Later that evening, in bed, and on the verge of sleep, I drowsily said to Marcus:

‘What
was
that book . . . by Ira Levin . . . about the community where the men had all their wives wiped out and lifelike dummies put in their places, who never contradicted, or made demands, or anything?'

‘The Stepford Wives.
I didn't think you liked the book at the time. Why?'

‘It seems to me that what we have here is the Stepford husbands,' I said, going off to sleep.

CHAPTER 3
FATHER BATTERSBY

It was three weeks before Father Battersby could get away from his parish duties in Sheffield to pay us a visit. Marcus said that that would give us time to organize his reception, to make sure it was civil and accommodating. Ever the optimist, Marcus ignored the fact that it would give the ladies of Hexton time to organize as well, and that, good as he was at relaxing tensions, they were even better at screwing them up again—especially since Mary Morse had emerged from her mortuary purdah, and was organizing her campaign as if it were some sort of personal by-election.

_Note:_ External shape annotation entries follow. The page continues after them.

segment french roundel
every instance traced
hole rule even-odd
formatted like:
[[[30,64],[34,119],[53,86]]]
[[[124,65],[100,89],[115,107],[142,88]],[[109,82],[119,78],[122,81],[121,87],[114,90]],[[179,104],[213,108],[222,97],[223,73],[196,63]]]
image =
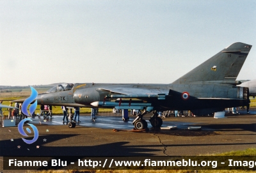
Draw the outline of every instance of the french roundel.
[[[188,92],[183,92],[182,94],[181,94],[181,98],[184,100],[187,100],[189,98],[189,93]]]

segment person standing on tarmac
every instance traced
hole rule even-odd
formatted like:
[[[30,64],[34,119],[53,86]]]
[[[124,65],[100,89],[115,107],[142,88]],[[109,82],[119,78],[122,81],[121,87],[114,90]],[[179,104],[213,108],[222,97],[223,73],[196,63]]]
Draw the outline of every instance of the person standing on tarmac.
[[[92,119],[94,120],[95,119],[97,119],[97,117],[95,117],[95,112],[96,112],[96,108],[91,108],[91,117],[92,117]]]

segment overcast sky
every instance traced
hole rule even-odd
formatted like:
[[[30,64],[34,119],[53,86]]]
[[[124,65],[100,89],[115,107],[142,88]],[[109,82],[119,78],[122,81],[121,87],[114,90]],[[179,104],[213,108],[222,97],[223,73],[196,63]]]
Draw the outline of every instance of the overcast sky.
[[[256,1],[0,1],[0,86],[169,84],[234,42],[253,47]]]

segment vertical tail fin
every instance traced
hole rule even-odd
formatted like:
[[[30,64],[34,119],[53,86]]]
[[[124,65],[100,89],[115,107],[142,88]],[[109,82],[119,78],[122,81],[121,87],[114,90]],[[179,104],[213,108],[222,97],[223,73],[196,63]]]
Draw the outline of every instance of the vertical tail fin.
[[[193,82],[235,82],[252,45],[234,43],[196,67],[173,84]]]

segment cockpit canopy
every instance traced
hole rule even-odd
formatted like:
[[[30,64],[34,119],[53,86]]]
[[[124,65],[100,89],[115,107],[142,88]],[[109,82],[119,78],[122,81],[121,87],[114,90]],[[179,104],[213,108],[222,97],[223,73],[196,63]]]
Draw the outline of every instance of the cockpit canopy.
[[[49,90],[46,91],[46,93],[56,93],[60,92],[62,91],[67,91],[71,90],[73,89],[74,84],[58,84],[54,87],[51,88]]]

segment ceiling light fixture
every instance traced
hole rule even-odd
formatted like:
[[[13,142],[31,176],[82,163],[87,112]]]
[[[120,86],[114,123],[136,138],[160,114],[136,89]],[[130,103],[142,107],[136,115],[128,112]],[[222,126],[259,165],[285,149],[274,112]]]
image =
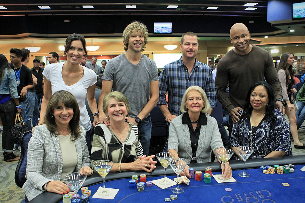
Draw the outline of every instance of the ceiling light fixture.
[[[258,3],[247,3],[244,5],[245,6],[254,6]]]
[[[126,6],[126,9],[135,9],[137,8],[137,6],[135,5],[130,5]]]
[[[84,9],[94,9],[94,7],[92,5],[83,5],[83,8]]]
[[[171,38],[170,38],[170,39],[169,45],[163,45],[163,47],[167,50],[174,50],[178,47],[178,45],[176,45],[171,44]]]
[[[31,52],[37,52],[41,48],[40,47],[26,47],[25,48],[30,50]]]
[[[208,10],[216,10],[218,8],[218,7],[208,7],[206,8],[206,9]]]
[[[38,6],[38,7],[41,9],[49,9],[51,8],[49,6]]]
[[[93,46],[93,40],[91,40],[91,45],[87,46],[86,47],[87,50],[90,52],[95,52],[99,48],[99,46]]]
[[[179,6],[176,5],[169,5],[167,6],[168,9],[177,9]]]
[[[253,8],[253,7],[248,7],[246,9],[245,9],[245,11],[254,11],[254,10],[257,9],[257,8]]]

I had had from the moment she first raised the issue misgivings about the new Mary that was emerging. The weeks leading up to
Father Battersby's visit fully confirmed them. Dressed consistently in colours drab and dun (though of course she had never been a Mary Quant figure at the best of times), Mary scurried hither and thither around the town, assuming alternately an expression of brave bearing-up when anyone commiserated with her on her recent bereavement, and one of eager-beaver determination when she was discussing the question of the vicar-to-be. Wherever one went shopping, at every social event or meeting, there she was to be seen, bearing down on some unsuspecting member of the Anglican congregation (sometimes so unsuspecting that they were hardly aware that they
were
members of the Anglican congregation). She was, as they say, tireless—and how one hates people who are that! They are always, whether intentionally or not, mischief-makers, be they charity workers, schoolteachers or politicians. Mary was certainly a mischief-maker, and she was it intentionally.